I do have a question for anyone with experience with recurring revenue loans. How do you price the risk if there's no CF? Is there usually a PIK component? Is opening cash over-capitalized such that creditors are essentially paying themselves cash interest (for some period)? Is there a warrant component? I'm assuming it's a combination but curious to what the debt structure look like for the most part.

  • Analyst 1 in Other
Feb 5, 2020 - 11:06am

Hey, OP here. I think you answered your own question. Recurring revenue loans are tied to your revenue so your CF is your revenue so they only fund revenue generating companies.

Feb 5, 2020 - 2:51pm

You price a little higher, and set covenants to make sure things don'tgo off the rails.

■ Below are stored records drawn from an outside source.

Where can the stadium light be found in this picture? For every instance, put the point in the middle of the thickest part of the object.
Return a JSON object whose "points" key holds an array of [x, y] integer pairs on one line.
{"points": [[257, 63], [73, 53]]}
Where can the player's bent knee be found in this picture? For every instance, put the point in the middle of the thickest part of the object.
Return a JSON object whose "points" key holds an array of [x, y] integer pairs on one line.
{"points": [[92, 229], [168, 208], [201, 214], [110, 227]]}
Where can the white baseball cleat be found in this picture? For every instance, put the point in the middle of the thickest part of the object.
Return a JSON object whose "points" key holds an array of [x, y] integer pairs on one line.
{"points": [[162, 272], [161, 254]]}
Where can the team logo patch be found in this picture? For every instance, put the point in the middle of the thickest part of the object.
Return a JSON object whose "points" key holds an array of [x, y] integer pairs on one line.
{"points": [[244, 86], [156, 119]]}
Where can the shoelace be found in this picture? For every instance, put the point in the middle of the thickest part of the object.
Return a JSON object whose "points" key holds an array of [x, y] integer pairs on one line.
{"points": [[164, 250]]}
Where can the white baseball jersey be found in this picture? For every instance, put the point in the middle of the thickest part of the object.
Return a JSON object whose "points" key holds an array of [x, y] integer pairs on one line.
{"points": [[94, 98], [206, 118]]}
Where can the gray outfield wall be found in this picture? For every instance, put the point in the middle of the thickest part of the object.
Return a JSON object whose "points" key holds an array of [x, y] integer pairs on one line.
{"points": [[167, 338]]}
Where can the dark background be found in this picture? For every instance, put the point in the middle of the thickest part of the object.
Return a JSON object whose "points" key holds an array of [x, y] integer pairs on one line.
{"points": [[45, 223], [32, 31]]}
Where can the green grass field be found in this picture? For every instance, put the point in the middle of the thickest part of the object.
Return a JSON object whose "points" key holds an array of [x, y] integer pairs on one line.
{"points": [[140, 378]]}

Lenders are getting comfort on the asset class in general. If Tier 1 sponsors like Vista and Thoma are in, they feel pretty good about the business their lending to not go belly up. A firm like Vista isn't going to allow one of their businesses go bust. They know what the they are doing and will get in front of such scenario early on. Worst case they put in an equity injection/cure if a company is breaching covenants, which is essentially default (but NOT bankruptcy)

Feb 5, 2020 - 4:36pm

But yes, for more venture type deals (typically smaller businesses, who may be B/B- companies vs. A/A- companies) warrants definitely come into play. Juices up the returns for venture lenders. They also can justify charging 10-12%. But also don't have covenants, typically, which is important for smaller companies 100% focused on growth. Good one's don't need debt, bc the existing investors should typically want to invest more into the business, or they can go out and raise more equity (this is a generalization of course).

I frankly don't have much experience on the distressed side, but i'm sure alot of it has to do with being able to more easily cut cost in software businesses than others. In software businesses, since gross margins are so high you have so much more flexibility in managing opex. Just RIF out cost, in sales, marketing, product, etc. Easier to show a "lender case" and get the debt you need.

Feb 6, 2020 - 11:08pm

Same way you'd price risk in any other deal, you're just looking at different metrics (ARR leverage vs. EBITDA leverage, retention stats, liquidity outlook). For our software deals, we focus on later stage companies that have a clear path to cash flow generation like you said, so the risk is the degree of conviction around the company hitting that forecast.

We have a strong preference for cash yield, but I can think of a deal or two where we've talked about doing 6-12 months PIK only. An alternative is pre-funding an interest reserve (what you described as paying yourself cash interest), which is pretty common in a cash-free buyout situation. Otherwise it's a fairly typical structure, just with a different set of covenants.

In our segment of the market, PE groups push back pretty hard against warrants, but we'll try to get an equity co-invest where we can.

Feb 7, 2020 - 12:55pm

In the SaaS deals that I have seen, the lenders are lending under the assumption that at any time you can "flip a switch" and turn off R&D and S&M spend and become cash flow positive.

Most of these companies have gross margins in the 70-80% range, so if shit really hit the fan, the idea is that you could rip out a ton of SG&A and cash flow (with little to negative growth) for a few years (or however long it took to repay the debt)

Feb 7, 2020 - 1:45pm

How are interest payments covered until the point where the company is profitable?